Real-Time qPCR was performed to validate the expression of significantly altered levels of mRNAs. Total RNA was isolated and purified using an miRNeasy Mini Kit (Qiagen, USA) following the manufacturer’s instructions. The extracted RNA was quantified by measuring the absorbance at 260 nm with a PuXin UV/visible spectrophotometer TU-1810). Total RNA (1 μg) was reverse transcribed in a 10 μl reaction containing oligo (dT) primers and M-MLV Reverse Transcriptase (TaKaRa, 2641 A). All real-time PCR analyses were performed using gene-specific primers and the LightCycler® 480 real-time PCR system (Roche) using SYBR Premix Ex TaqTM (TaKaRa, RR420A). The relative amounts of each mRNA were analyzed using the comparative CT method, as described by Schmittgen and Livak49. All data are expressed as the mean ± SE of n = 3 independent repeats. All statistical analyses were performed using a two-tailed, paired Student’s t-test, and P ≤ 0.01 was considered significant. Primer sequences were listed in Table. S1.

RNA sequencing analysis

Cells were treated with Fisetin or DMSO for 48 h. Then, total RNA was extracted from cells using TRIzol (Invitrogen). Library construction and sequencing were performed by Annoroad Gene Technology (Beijing, China). The libraries were sequenced on an Illumina HiSeq 2500 platform and 100-bp paired-end reads were generated. All primary data in RNA sequencing (RNA-seq) analysis have been uploaded to the Gene Expression Omnibus.

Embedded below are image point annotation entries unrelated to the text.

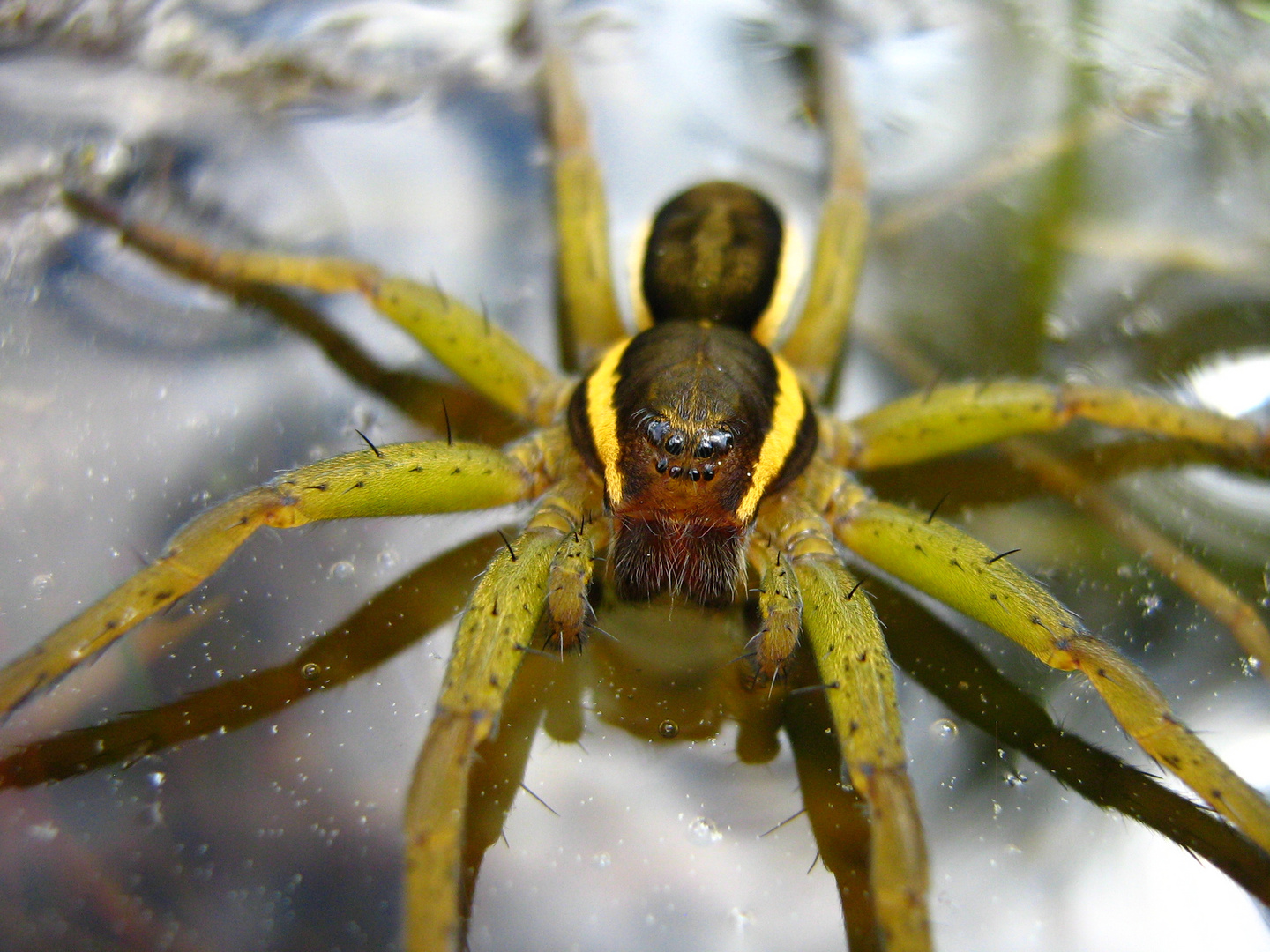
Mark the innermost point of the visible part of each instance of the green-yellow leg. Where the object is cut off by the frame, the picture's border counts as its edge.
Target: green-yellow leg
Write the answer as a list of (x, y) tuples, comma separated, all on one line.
[(496, 628), (964, 574), (967, 415), (482, 354), (588, 308), (1065, 480), (818, 343), (407, 479), (855, 666)]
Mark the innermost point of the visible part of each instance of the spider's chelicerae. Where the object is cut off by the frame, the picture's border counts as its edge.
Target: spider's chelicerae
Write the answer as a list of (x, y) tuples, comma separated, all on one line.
[(680, 473)]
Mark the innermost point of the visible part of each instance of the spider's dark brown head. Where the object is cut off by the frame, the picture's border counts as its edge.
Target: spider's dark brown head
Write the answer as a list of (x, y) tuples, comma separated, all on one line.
[(690, 424)]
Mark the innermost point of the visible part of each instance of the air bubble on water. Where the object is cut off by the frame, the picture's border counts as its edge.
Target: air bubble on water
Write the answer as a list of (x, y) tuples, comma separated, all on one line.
[(944, 729), (704, 830), (43, 831)]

Gene ontology, Kyoto encyclopedia of genes and genomes, and gene set enrichment analyses

The RNA-Seq data were transformed into log2 scale, and Gene Ontology (GO, www.geneontology.org/) analysis, Kyoto Encyclopedia of Genes and Genomes (KEGG, www.genome.jp/kegg/) analysis, and Gene Set Enrichment Analysis (GSEA, http://gsea.org/), were performed to identify the functions and associated enriched pathways of differentially expressed mRNAs.

Ethics statement

The research protocol was reviewed and approved by the Research Ethics Committee of Sir Run Run Shaw Hospital, School of Medicine, Zhejiang University. Animal experiments were approved and performed in accordance with the institutional guidelines for animal care of animal ethics committee of Zhejiang University.

Statistical analysis of the data

The data were compiled with the software package SPSS 23.0(SPSS Inc.; Chicago, IL, USA) and GraphPad Prism 6 (San Diego, CA) software. Data were presented as mean ± standard deviation. The Student’s t-test was used to compare the means of groups and P-values ≤ 0.05 were considered significant.